Atlantis? Not likely.
If you believe in numerous 'near-extinction' events, as I do (most recently at 540AD, The Dark Ages), it is amazing that any information from our distant past makes it through that 'filter(s).' Any information that survives through these events at all is amazing and likely to be very sketchy, garbled and misinterepted. (most certainly we have many things wrong.) Plutarch, visited Carthage years after it was sacked and reported seeing records in the ruins of transAtlantic trade with a great power on the western side of the Atlantic. (The Sea People?)
Sea People
The ancient Near East saw monumental changes in the 13th century BCE. The palace cultures of Crete, Mesopotamia, Canaan, and Hattu vanished en mass. Though the reasons for their disappearance remains difficult to pin down, one major factor appears to have been the migrations of the Sea Peoples.
We first hear of the Sea peoples during the reign of Merneptah (1224-1214 BCE) who describes a group of mixed ethnic affiliation attacking his Western frontier by land, and Northern flanks by Sea. The mention of Libyans among the Sea Peoples as arriving in wagon hordes with families suggest that the movements were economically motivated or the result of a large-scale famine.
The Sea Peoples are again mentioned during the reign of Merneptahs successor Ramesses III (1182-1151 BCE) who in his eight year states:
"The foreign countries formed a conspiracy in their islands. All at once the lands were removed and scattered in the fray. No land could stand before their armies; they desolated people(s).

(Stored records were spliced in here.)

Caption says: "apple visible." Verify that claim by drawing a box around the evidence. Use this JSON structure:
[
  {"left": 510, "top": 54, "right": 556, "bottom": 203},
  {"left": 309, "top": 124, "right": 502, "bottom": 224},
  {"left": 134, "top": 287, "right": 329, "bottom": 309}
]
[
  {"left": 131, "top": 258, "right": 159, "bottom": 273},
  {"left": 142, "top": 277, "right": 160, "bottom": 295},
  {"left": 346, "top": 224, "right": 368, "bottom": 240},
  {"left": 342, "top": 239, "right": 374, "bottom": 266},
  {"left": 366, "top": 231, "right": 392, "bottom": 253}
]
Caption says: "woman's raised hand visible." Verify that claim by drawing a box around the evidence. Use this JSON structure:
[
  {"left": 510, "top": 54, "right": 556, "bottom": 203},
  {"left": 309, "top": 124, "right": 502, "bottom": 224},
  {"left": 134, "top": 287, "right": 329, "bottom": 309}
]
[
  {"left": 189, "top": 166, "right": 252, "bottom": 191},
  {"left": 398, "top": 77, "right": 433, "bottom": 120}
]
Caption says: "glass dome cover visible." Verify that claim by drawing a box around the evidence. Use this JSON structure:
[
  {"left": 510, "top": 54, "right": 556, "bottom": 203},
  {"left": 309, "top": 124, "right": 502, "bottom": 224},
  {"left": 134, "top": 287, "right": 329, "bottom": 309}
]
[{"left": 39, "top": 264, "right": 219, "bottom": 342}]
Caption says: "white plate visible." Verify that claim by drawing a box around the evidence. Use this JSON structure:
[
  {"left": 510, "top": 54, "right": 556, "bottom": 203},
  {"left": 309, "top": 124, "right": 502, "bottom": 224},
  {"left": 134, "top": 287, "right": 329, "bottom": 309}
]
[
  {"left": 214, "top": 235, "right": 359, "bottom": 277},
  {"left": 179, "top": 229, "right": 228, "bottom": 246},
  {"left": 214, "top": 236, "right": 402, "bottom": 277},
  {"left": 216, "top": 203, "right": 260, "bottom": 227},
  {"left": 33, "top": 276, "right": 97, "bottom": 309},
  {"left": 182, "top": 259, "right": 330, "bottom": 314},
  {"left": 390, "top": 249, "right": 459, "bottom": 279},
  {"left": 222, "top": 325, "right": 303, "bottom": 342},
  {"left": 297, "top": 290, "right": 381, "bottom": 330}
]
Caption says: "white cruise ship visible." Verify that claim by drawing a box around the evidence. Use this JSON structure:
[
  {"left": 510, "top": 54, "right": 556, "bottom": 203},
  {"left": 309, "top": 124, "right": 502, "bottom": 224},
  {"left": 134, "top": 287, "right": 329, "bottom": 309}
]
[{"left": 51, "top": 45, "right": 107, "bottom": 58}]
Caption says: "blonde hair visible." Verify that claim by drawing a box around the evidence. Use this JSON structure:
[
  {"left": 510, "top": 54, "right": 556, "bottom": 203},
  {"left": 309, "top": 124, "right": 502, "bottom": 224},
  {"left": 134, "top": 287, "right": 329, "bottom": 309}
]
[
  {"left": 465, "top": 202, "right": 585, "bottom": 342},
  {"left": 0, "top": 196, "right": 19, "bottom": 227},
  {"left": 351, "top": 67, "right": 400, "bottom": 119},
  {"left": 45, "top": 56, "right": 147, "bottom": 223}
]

They came toward Egypt; their confederation included the Philistines, Tjaker, Shekelesh, Danuna, and Weshesh, lands united."
Since several of the groups named do not appear also in Merneptahs list, scholars have seen this second movement of Sea People as symptomatic of a larger Near Eastern crisis.
The Philistines, who first appear here, emerge later in the biblical record as the archenemies of the Israelites. In any event, the result of the Sea Peoples attack was disastrous for Egypt, for Egypt was plunged into a sort of dark age
The ruins at North Salem seem to be of Mediterranean style, possibly Phoenician, dated about 1000 BC. There isn't much question that the Phoenicians were most active just before the rise of what I call modern civilization [Rome]. Hapgood said that he believed the Phoenician era was actually between civilized times, that there seem to have been well-developed civilizations before Phoenicians and those civilizations had declined to practical non-existence. Hapgood also happened to be from a town where there is an underground culture that believes the earth flips on its axis now and then. The idea of catastrophe runs deep.